Smoking Is Bad for Your Health
It’s never too late to stop smoking. Smoking and secondhand smoke are both harmful to our lungs, and most of us are aware of this. It’s also dangerous for your heart, although you may not realise it! A number of studies demonstrate that the chemicals in cigarette smoke contribute to artery plaque development and are a primary contributor to coronary heart disease and heart attacks.
Take Better Care of Your Teeth
Poor oral hygiene might put your heart at danger, according to a surprising new study. Studies have shown a correlation between gum disease and heart disease. To prevent gum disease, brush and floss your teeth at least twice a day.
Keep an Eye on Your Heart Rate
Ischemic heart disease is most often caused by high blood pressure, which indicates that the heart muscle does not get enough oxygen-rich blood. Maintain a healthy blood pressure level by making necessary dietary and lifestyle changes.
Keep an Eye on Your Triglyceride Levels
Atherosclerosis, a kind of heart disease, is caused when the body’s arteries harden as a result of high cholesterol levels. Improve your cardiovascular health by monitoring your cholesterol levels on a regular basis.
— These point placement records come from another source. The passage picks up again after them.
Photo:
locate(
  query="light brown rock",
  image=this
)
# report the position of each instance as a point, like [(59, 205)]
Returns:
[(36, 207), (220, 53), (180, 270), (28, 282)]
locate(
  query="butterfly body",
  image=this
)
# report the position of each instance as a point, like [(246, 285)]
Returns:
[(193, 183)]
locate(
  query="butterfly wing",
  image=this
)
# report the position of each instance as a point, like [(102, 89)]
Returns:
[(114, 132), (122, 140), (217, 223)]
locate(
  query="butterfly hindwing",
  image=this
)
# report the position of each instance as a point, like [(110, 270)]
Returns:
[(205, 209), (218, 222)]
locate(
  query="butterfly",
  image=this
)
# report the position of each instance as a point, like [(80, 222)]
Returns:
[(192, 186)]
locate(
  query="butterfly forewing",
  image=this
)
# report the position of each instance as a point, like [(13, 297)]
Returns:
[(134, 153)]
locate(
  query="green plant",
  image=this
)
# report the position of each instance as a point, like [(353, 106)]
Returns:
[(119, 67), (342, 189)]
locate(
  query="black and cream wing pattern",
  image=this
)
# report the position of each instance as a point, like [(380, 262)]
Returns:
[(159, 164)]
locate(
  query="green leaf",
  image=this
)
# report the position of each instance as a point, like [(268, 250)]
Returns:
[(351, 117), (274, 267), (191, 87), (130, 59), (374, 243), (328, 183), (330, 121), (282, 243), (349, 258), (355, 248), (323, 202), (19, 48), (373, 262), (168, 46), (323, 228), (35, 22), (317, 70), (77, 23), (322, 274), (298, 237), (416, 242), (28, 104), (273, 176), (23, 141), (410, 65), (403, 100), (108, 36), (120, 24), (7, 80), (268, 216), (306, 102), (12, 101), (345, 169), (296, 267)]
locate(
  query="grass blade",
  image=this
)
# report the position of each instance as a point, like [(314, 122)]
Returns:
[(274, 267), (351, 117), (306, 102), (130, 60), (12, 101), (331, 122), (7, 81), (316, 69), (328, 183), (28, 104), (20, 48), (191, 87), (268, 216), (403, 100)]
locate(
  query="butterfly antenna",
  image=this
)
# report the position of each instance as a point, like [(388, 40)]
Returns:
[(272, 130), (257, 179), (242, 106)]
Consume a Diet Low in Cholesterol
Cardiovascular disease may be prevented by eating a nutritious diet. Healthy fats like monounsaturated and polyunsaturated fats, as well as a diet rich in fruits, vegetables, whole grains, legumes, and other low-fat options, may all aid in heart health.
Get Plenty of Rest
To maintain a healthy heart, it is essential that you get enough sleep. People who don’t get enough sleep are more likely to develop cardiovascular disease and coronary heart disease, according to research. Reduce your risk of cardiovascular disease by getting 7-8 hours of sleep each night.
The Amount of Alcohol You Consume Should Be Limited
When you drink excessively, your heart muscle weakens, making it more difficult to pump blood. Cardiomyopathy, a condition of the heart muscle, may develop as a result of excessive or frequent alcohol use.
If you take the right measures and follow the right procedures, you may reduce your risk of heart disease by adopting easy lifestyle adjustments. It’s well worth it to alleviate the stress.